Benefits to an Informational Interview
- As it’s not a job interview you can more relaxed and ask things about a company, industry, or job role you really are interested in.
- It’s a great way to hone the way you present yourself before you go to interviews.
- It shows that you are in control of your career.
- If you make a good impression you may find more doors open - it's a great way to gain exposure to what’s known as the ‘hidden job market’, that is jobs that aren't advertised online.
- It's a good way to start to build your network of people - and they might know other people who could help you.
If you don’t know anyone in your immediate group, think about people in your wider circle for example your friends’ parents, your parents’ friends or university alumni groups (i.e. on LinkedIn). Failing that you can research online the industries you want to work in, career roles you might be interested in and even companies you like the idea of.
Informational Interview Email Request
Once you have the names and contact details of people you want to reach out to you can send them an email asking for an informational interview. You’ll need a clear message about why you’re reaching out and an easy-to-understand request. Here are a few things to remember:
- Ask for help, for example by saying “I hope you’ll be able to help me out with…”.
- Provide an angle or story of why you'd like to meet. You may have found them on LinkedIn and think they are in the position you'd like in five years' time. Perhaps you have the same degree or went to the same university. Perhaps you have a friend in common.

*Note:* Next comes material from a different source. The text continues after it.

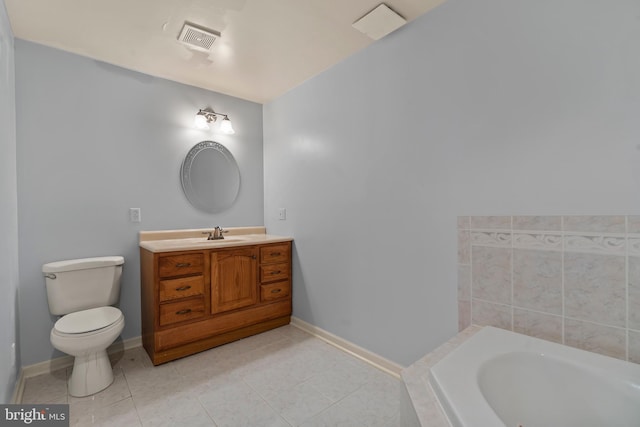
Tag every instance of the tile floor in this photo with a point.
(284, 377)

- Be extremely considerate. Acknowledge how busy your contact must be and say that even 15-20 minutes would be appreciated.
- Emphasise that you are interested in their perspective on their job and experience in the industry, and not looking for a job.
A few days later, follow your email up with a call. If you’ve emailed lots of people, keep a log of them so you know when to follow up the email. You’ll probably find that lots of people will be too busy to contact you, but don't be too disheartened. A few will be very happy to help in aiding your career.
Before the Interview
Prepare a list of informed questions ahead of time with a clear understanding of what you would like to take away from the interview. They could revolve around:
- Whether you would enjoy the job and industry - what’s good and what’s not so good about working in the industry and job role, and what does a typical working day involve.
- Whether you would be qualified to work in the job, industry and specific company - how did he/she get into the industry, what are backgrounds of people who work there, what employers are looking for, are there any specific qualifications that are often needed and what makes people successful working there.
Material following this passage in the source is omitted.